Friday, December 14, 2012

The Critical List, december 14, 2012

The owners of Sagebrush Golf & Sporting Club say they’re in for the long haul, but it’s easy to see why skeptics might have doubts. “A busy day for us is 10 foursomes on the course,” the club’s general manager recently told the Vancouver Sun, “and we consider ourselves 100 percent full with 60 people.” Such an accounting may not offer much comfort to people who wear green eye shades, but Sagebrush is adding overnight accommodations and moving ahead with a planned clubhouse. What’s more, the highly acclaimed, four-year-old minimalist track in British Columbia, Canada believes it can survive with just 125 members. The trouble is, that’s double the number it has now.

The partially completed Three Sisters Creek Golf Course, in the Rocky Mountains of Alberta, Canada, remains in receivership and isn’t expected to open anytime soon, if at all. The Canmore Leader, describing the course’s future as “a question mark,” reports that the track wasn’t mowed this summer and is “starting to grow over.” Gary Browning, one of the course’s co-designers, told the newspaper, “If it goes into next year in this kind of condition, I would say we’re running out of hope.”

The Sunset Empire Park & Recreation District Board is thinking about buying Seaside Golf Course, a nine-hole track in historic Seaside, Oregon. Wayne Fulmer, who’s operated the course for decades, believes his layout is worth $2 million. If the sale goes through, the park district will likely add a driving range and a few recreational amenities -- hiking and biking trails, an archery range, maybe even a disc golf course -- to the 102-acre property. These attractions will likely require alterations to the golf course, which was designed by Chandler Egan and opened in 1920.

More than 80 years after it opened, a private golf club in Kentucky will be sold at an auction scheduled for tomorrow, December 15. Russellville Country Club, which features a nine-hole course that opened in 1928, saw its membership slip into the 60s this year, after a dues increase sent 27 members packing. “This is awful bad,” the club’s president told the Russellville News Democrat Leader.

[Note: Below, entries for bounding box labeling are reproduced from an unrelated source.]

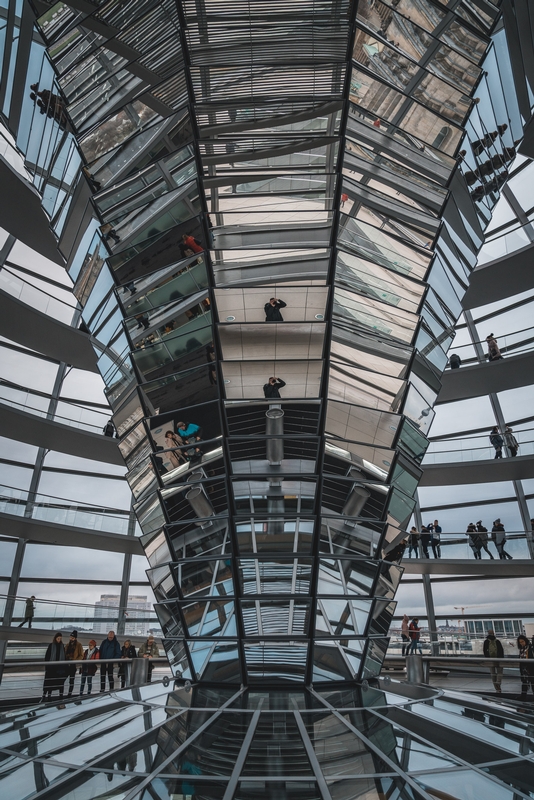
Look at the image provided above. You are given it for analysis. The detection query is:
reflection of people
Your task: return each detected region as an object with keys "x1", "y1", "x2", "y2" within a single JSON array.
[
  {"x1": 176, "y1": 422, "x2": 202, "y2": 441},
  {"x1": 165, "y1": 431, "x2": 186, "y2": 467},
  {"x1": 65, "y1": 631, "x2": 83, "y2": 697},
  {"x1": 486, "y1": 333, "x2": 502, "y2": 361},
  {"x1": 182, "y1": 233, "x2": 204, "y2": 255},
  {"x1": 264, "y1": 297, "x2": 287, "y2": 322},
  {"x1": 102, "y1": 419, "x2": 115, "y2": 439},
  {"x1": 483, "y1": 628, "x2": 504, "y2": 694},
  {"x1": 118, "y1": 639, "x2": 137, "y2": 689},
  {"x1": 180, "y1": 747, "x2": 202, "y2": 797},
  {"x1": 206, "y1": 342, "x2": 217, "y2": 385},
  {"x1": 135, "y1": 314, "x2": 150, "y2": 331},
  {"x1": 139, "y1": 634, "x2": 159, "y2": 683},
  {"x1": 401, "y1": 614, "x2": 410, "y2": 656},
  {"x1": 263, "y1": 378, "x2": 286, "y2": 400},
  {"x1": 490, "y1": 425, "x2": 504, "y2": 458},
  {"x1": 19, "y1": 594, "x2": 35, "y2": 628},
  {"x1": 491, "y1": 519, "x2": 513, "y2": 561},
  {"x1": 406, "y1": 617, "x2": 423, "y2": 656},
  {"x1": 43, "y1": 633, "x2": 67, "y2": 699},
  {"x1": 503, "y1": 425, "x2": 519, "y2": 458},
  {"x1": 100, "y1": 631, "x2": 121, "y2": 692},
  {"x1": 517, "y1": 636, "x2": 534, "y2": 699}
]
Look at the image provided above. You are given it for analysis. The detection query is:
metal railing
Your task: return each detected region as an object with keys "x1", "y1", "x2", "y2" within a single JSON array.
[
  {"x1": 0, "y1": 485, "x2": 130, "y2": 535},
  {"x1": 423, "y1": 424, "x2": 534, "y2": 466},
  {"x1": 0, "y1": 594, "x2": 159, "y2": 637},
  {"x1": 0, "y1": 657, "x2": 174, "y2": 708},
  {"x1": 447, "y1": 327, "x2": 534, "y2": 369},
  {"x1": 403, "y1": 530, "x2": 533, "y2": 561}
]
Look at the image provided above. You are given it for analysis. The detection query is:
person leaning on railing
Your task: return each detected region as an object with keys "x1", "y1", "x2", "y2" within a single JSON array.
[
  {"x1": 139, "y1": 634, "x2": 159, "y2": 683},
  {"x1": 482, "y1": 629, "x2": 504, "y2": 694}
]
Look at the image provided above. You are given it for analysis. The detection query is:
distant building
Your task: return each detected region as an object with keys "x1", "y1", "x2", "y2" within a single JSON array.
[{"x1": 93, "y1": 594, "x2": 153, "y2": 636}]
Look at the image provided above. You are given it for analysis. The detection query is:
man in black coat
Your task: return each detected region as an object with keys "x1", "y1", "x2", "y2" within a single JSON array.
[
  {"x1": 263, "y1": 378, "x2": 286, "y2": 400},
  {"x1": 264, "y1": 297, "x2": 287, "y2": 322},
  {"x1": 483, "y1": 629, "x2": 504, "y2": 694}
]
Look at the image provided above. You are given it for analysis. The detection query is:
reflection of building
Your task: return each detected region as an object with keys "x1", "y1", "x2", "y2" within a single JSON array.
[
  {"x1": 94, "y1": 594, "x2": 153, "y2": 636},
  {"x1": 3, "y1": 0, "x2": 534, "y2": 800}
]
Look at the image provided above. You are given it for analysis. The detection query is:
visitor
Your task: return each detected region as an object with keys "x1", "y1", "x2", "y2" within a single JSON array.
[
  {"x1": 482, "y1": 628, "x2": 504, "y2": 694},
  {"x1": 503, "y1": 425, "x2": 519, "y2": 458},
  {"x1": 490, "y1": 425, "x2": 504, "y2": 458},
  {"x1": 401, "y1": 614, "x2": 410, "y2": 656},
  {"x1": 80, "y1": 639, "x2": 100, "y2": 695},
  {"x1": 102, "y1": 419, "x2": 115, "y2": 439},
  {"x1": 43, "y1": 632, "x2": 67, "y2": 700},
  {"x1": 428, "y1": 519, "x2": 441, "y2": 558},
  {"x1": 100, "y1": 631, "x2": 121, "y2": 692},
  {"x1": 406, "y1": 617, "x2": 423, "y2": 656},
  {"x1": 421, "y1": 525, "x2": 432, "y2": 558},
  {"x1": 486, "y1": 333, "x2": 502, "y2": 361},
  {"x1": 466, "y1": 522, "x2": 482, "y2": 560},
  {"x1": 263, "y1": 378, "x2": 286, "y2": 400},
  {"x1": 65, "y1": 631, "x2": 83, "y2": 697},
  {"x1": 408, "y1": 528, "x2": 419, "y2": 558},
  {"x1": 517, "y1": 634, "x2": 534, "y2": 700},
  {"x1": 263, "y1": 297, "x2": 287, "y2": 322},
  {"x1": 18, "y1": 594, "x2": 35, "y2": 628},
  {"x1": 477, "y1": 519, "x2": 493, "y2": 559},
  {"x1": 117, "y1": 639, "x2": 137, "y2": 689},
  {"x1": 139, "y1": 634, "x2": 159, "y2": 683},
  {"x1": 491, "y1": 519, "x2": 513, "y2": 561}
]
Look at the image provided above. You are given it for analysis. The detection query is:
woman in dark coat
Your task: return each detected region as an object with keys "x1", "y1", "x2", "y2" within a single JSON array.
[
  {"x1": 43, "y1": 633, "x2": 67, "y2": 699},
  {"x1": 517, "y1": 635, "x2": 534, "y2": 698}
]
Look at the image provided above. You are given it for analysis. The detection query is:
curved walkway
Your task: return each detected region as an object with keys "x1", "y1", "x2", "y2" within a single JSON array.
[
  {"x1": 401, "y1": 558, "x2": 534, "y2": 578},
  {"x1": 0, "y1": 512, "x2": 142, "y2": 552},
  {"x1": 0, "y1": 290, "x2": 98, "y2": 372},
  {"x1": 462, "y1": 242, "x2": 534, "y2": 308},
  {"x1": 0, "y1": 621, "x2": 153, "y2": 647},
  {"x1": 0, "y1": 403, "x2": 125, "y2": 467},
  {"x1": 436, "y1": 350, "x2": 534, "y2": 403},
  {"x1": 419, "y1": 455, "x2": 534, "y2": 486}
]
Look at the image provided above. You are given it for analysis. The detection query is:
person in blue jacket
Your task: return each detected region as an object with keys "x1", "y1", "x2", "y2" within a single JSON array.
[
  {"x1": 100, "y1": 631, "x2": 122, "y2": 692},
  {"x1": 176, "y1": 422, "x2": 202, "y2": 440}
]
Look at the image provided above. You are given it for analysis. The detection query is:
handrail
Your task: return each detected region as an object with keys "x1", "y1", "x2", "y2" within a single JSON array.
[
  {"x1": 0, "y1": 483, "x2": 130, "y2": 517},
  {"x1": 0, "y1": 594, "x2": 155, "y2": 616}
]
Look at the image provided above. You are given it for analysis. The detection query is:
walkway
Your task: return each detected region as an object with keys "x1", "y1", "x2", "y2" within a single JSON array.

Nine-hole layouts aren’t just under financial pressure in the United States. In suburban Newcastle upon Tyne, England, Northumberland County Council has determined that it can no longer cover financial losses at Tynedale Golf Club. “Our budget is too constrained,” a county official told the Journal. Tynedale’s members have agreed to pick up the tab for some maintenance, and they’ve expressed confidence about the club’s future. “Hell will freeze over before this golf club closes,” the club’s secretary insisted.

When it comes to identifying the U.S. munis on the critical list, I can only scratch the surface. So here’s a brief rundown of what’s happening out there right now: The city of Sumner, Washington may sell its 18-hole golf course, which is burdened by nearly $6 million worth of debt. The long-time operators of Lawton, Oklahoma’s municipal golf course have backed out of their lease, and the local airport authority thinks this may be a good time to close the facility. The city of Memphis, Tennessee is planning to close at least one of its courses and to cut out winter play at four others. Elected officials in Tucson, Arizona have voted to close one of the city’s five golf properties and may shrink another. The city of Springfield, Ohio may lose one of its three municipal courses, unless it can figure out how to generate more than $200,000 in additional revenue. The interim city manager in Glendale, Arizona wants to sell the city’s nine-hole, executive-length course unless the track’s operator resumes making lease payments. And finally, the mayor of Elkhart, Indiana has threatened to close the city’s 18-hole course if a buyer isn’t soon found.